MCX Crude Oil January Futures on the daily chart broke through the weekly consolidation and rose significantly on Friday. Price is trading above 20 EMA and Supertrend(7,3) supporting bullish bias. Price may continue its positive trend next week, but may encounter early resistance at Rs 6,800 per barrel, followed by Rs 7,000. On the flipside, nearest support lies at Rs 6,240 followed by Rs 6,120. We expect price to trade in the range of Rs 6,240 to Rs 6,800 with bullish bias.
LME base metals ended the week higher, with copper and aluminum leading the recovery, driven by renewed optimism over China’s commitment to implementing strong fiscal and monetary stimulus to support economic growth. Copper prices reached a three-week high, as rising premiums and declining stocks in China signaled improving demand. However, gains were partially offset by a strong US dollar and uncertainties surrounding US tariff policies under the new administration. markets are hopeful that sustained Chinese demand, along with China’s pledges for enhanced stimulus, will provide support.
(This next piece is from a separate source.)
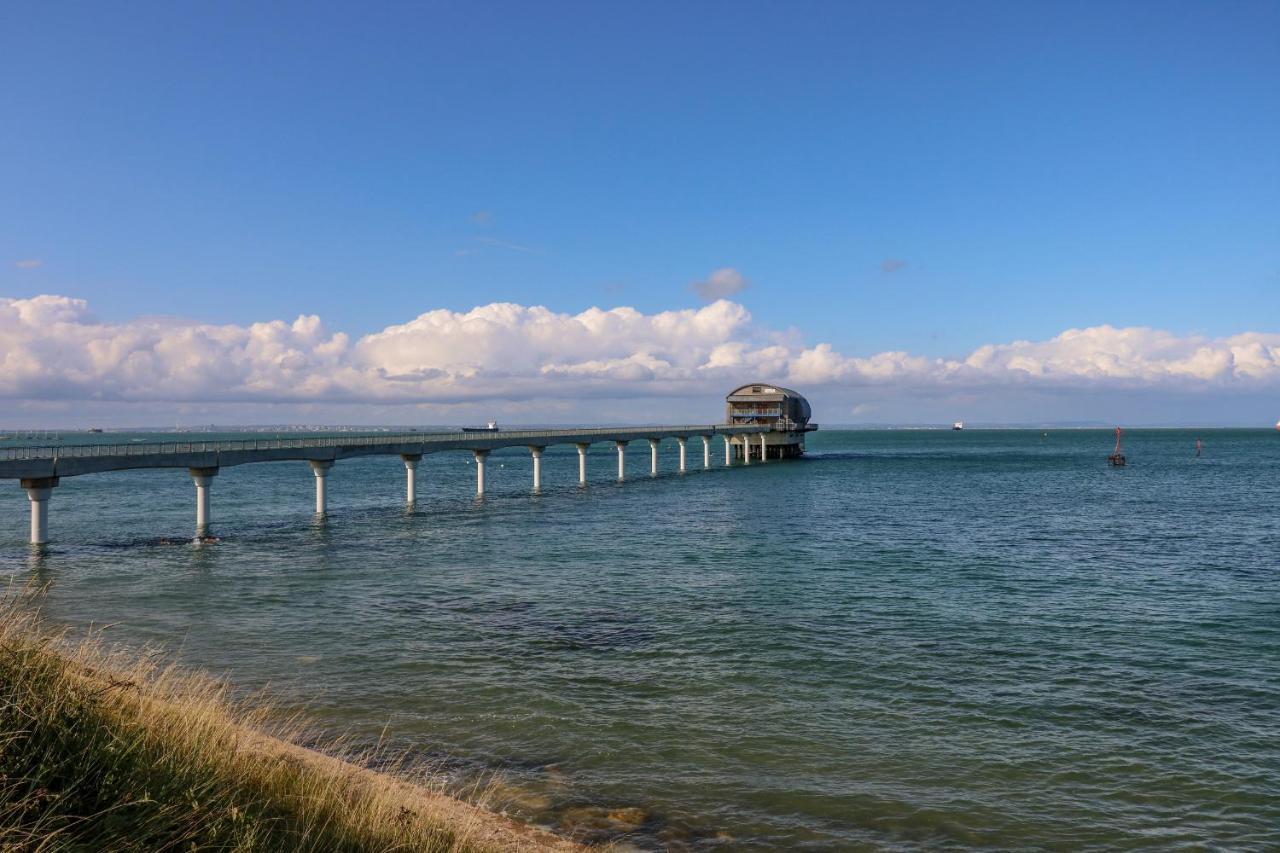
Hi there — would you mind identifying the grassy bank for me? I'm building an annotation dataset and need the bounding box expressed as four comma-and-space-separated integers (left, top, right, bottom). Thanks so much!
0, 601, 575, 852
Looking ahead, commodity markets are now focused on upcoming US inflation and retail sales data for further guidance on monetary policy. Inflation figures, in particular, could test market nerves. If price pressures remain sticky, it could push Treasury yields even higher, as jobs numbers have already pushed expectations of first rate cut of 2025 until June. Also, key Chinese data will be in focus for hints on economic health, with disappointing numbers may be adding to urgency for fresh and bolder stimulus measures. Vice Finance Minister Liao Min recently vowed that China has ample fiscal policy room and tools to deal with new domestic and external problems. Besides, traders are already on edge ahead of US President-elect Donald Trump inauguration on January 20 amid increasing likelihood of potential trade wars.